Addressing the risks posed by cryptoassets has become a pressing issue for policymakers. Cryptoasset markets have experienced cycles of growth and collapse, often resulting in large losses for investors. These markets pose risks which, if not adequately addressed, might undermine consumer protection, financial stability and market integrity.
While the turmoil experienced in these markets at the end of 2022 has so far not led to wider contagion, the outcome might have been worse had the cryptoasset markets and the traditional financial system been more interconnected. Policymakers are considering their response to crypto-related risks. Potential lines of action, which are not mutually exclusive, include banning specific activities, isolating cryptoasset markets from the traditional financial system, regulating cryptoasset activities in a manner akin to traditional finance and developing alternatives that improve the efficiency of the traditional financial sector.
These lines of action will be contingent on the risks posed to the provision of financial services by the various activities involving cryptoassets and their underlying technology, referred in this paper under the umbrella term of distributed ledger technology (DLT). For lines of action which consider regulating cryptoasset activities, the question depends on policymakers’ assessment of which risks posed by cryptoassets and related activities should be captured by regulation and whether those risks are captured by existing regulation or if there are gaps that need to be addressed.
This paper provides an overview of policy measures taken in 19 jurisdictions to address the risks associated with activities that incorporate cryptoassets and DLT programmability capabilities in financial services. In this paper cryptoasset activities are classified into three categories based on the proposed taxonomy by the Financial Stability Board (FSB): (a) issuance; (b) operation of a DLT infrastructure; and (c) service provision (eg wallet, custody, payment, exchange, lending).
For the overview of policy measures, initiatives are classified into three categories depending on whether they address the risks associated with (i) centrally managed cryptoasset activities; (ii) community-managed cryptoasset activities;4 or (iii) users’ direct exposures to cryptoassets and related activities.
One of the paper’s observations is that in experimentation initiatives, authorities are involved in use case pilot schemes. The aim is to gain practical knowledge of the functioning of DLT-based applications and to test the efficacy of potential solutions for potential risks. Some jurisdictions that have taken this approach are Canada, Singapore and South Africa. Canada has conducted an initiative (Project Jasper) with the aim of analyzing the implications of the use of DLTs in the payments system.

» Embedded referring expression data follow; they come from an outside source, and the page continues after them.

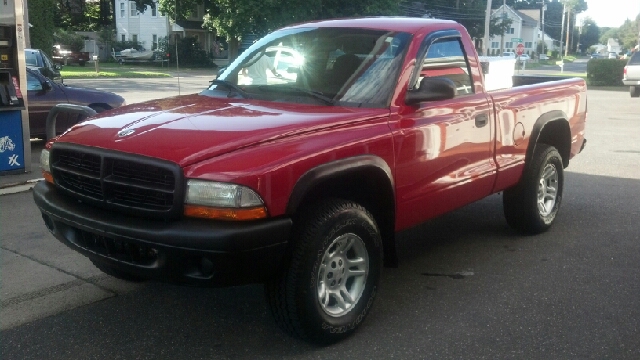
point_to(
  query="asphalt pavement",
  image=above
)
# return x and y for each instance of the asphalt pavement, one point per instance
(468, 287)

South Africa has also experimented the use of DLT with the industry. In particular, phase 2 of Project Khokha has analyzed the possibility of issuing, clearing and settling debentures via DLT using tokenized money. In this pilot, industry participants were able to purchase the debentures with a wholesale central bank-issued digital currency (wCBDC) and a wholesale digital settlement token (wToken). The wToken can be seen as a privately issued stablecoin used for interbank settlement.